Rock & Roll Weekend
Accordions, thunderstruck dins, and no bodily fluids
By Kevin Curtin,
12:45PM, Mon. May. 20, 2013
Three nights, three shows, three different venues around town. Playback’s busy weekends don’t show any signs of slowing down.
THURSDAY: Pinata Protest, Antone’s
Even after witnessing accordion legends Celso Piña and Flaco Jiménez earlier this month at Pachanga, I was still impressed by the furious squeeze-box stylings of Pinata Protest’s Alvaro Del Norte. His Latino punk band brought their high energy, road-tested live show to the new Antone’s Thursday night, celebrating sophomore full-length El Valiante, produced locally by Chris “Frenchie” Smith and branded onto Hickoids head-honcho Jeff Smith’s San Antonio imprint Saustex Media.
Just as Flogging Molly found success mixing Irish music with punk rock and Gogol Bordello turned non-believers on to Eastern European dance music, the San Antonio quartet delivered a supercharged take on traditional Tex-Mex styles Thursday, covering “La Cucaracha” and “Volver Volver” without sounding cheesy. Considering their growing fan base, all of whom are willing to circle-pit to rancheras, Pinata Protest could be next to change the trad-punk game.
FRIDAY: Blind Pets, Blackheart
With his grandiose rock & roll theatrics – chest bumping his guitar, then humping it against his amplifier until it squeals feedback, and taking it out onto the dancefloor to violently slam around the audience – my buddy Josh Logan recalls Angus Young: half the audience, double the swagger. His grungy rock trio the Blind Pets partied at the Blackheart on Friday in celebration of a new 7-inch on local label Pau Wau Records. Uniquely, they recorded lead track “He Said, She Said” to be played at two different speeds: 33rpm for the men’s perspective, 45rpm for the women’s.
The Pets’ signature showstopper, jumping drummer Michael Anthony Gibson onto the kickdrum and handing him a guitar while Logan beats the drums like a caveman, devolved into chaos as the drum kit’s floor tom migrated from the stage into the crowd and bassist Dustin Hannah beat his strings with a drumstick. Thoroughly milking the messy din to an almost unbearable level, the Blind Pets continued their quest of making a show end in such a ridiculous manner as to render the term “grand finale” irrelevant.
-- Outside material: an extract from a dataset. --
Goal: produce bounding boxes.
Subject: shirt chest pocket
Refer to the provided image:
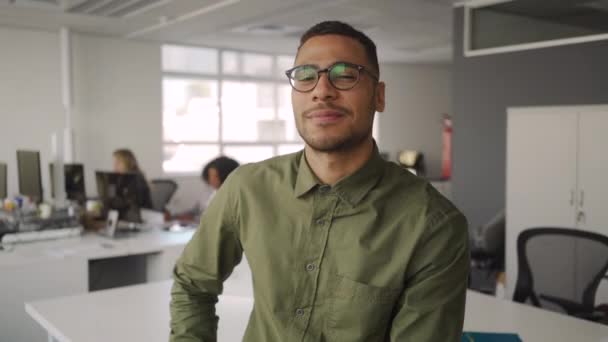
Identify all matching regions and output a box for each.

SATURDAY: A Giant Dog, Beerland
On Saturday night, A Giant Dog damsel Sabrina Ellis dropped by my house so that we could share stories of intentionally pissing ourselves onstage – an under-appreciated frontman tactic that rarely pays off with a positive audience reaction. Turns out earlier this month, as her band toured through the Midwest, Ellis decided to jumpstart a passive audience by urinating onstage.
Problem was, she frequently wears a leotard and you couldn’t really tell she was peeing, so she laid on her back with her feet in the air and pissed down her stomach onto her chest, then jumped into the audience to shake it off. Only after rubbing herself on total strangers did she realize the audience was mostly middle-aged people trying not to get covered in bodily fluids.
“It’s a slippery slope to becoming GG Allin,” I cautioned, making reference to the late Murder Junkie madman once obsessed with self-mutilation.
The swelling crowd that showed up to her hell-raising quintet’s homecoming show at Beerland on Saturday arrived so revved up that the frontwoman didn’t have to empty her bladder on them. The band’s ripping 40-minute set of powerful punk melodies ended with singer/guitarist Andrew Cashen on his knees and bassist Graham Low laying shirtless on his back – raw carnage that reinforced their distinction as one of Austin’s most exciting bands.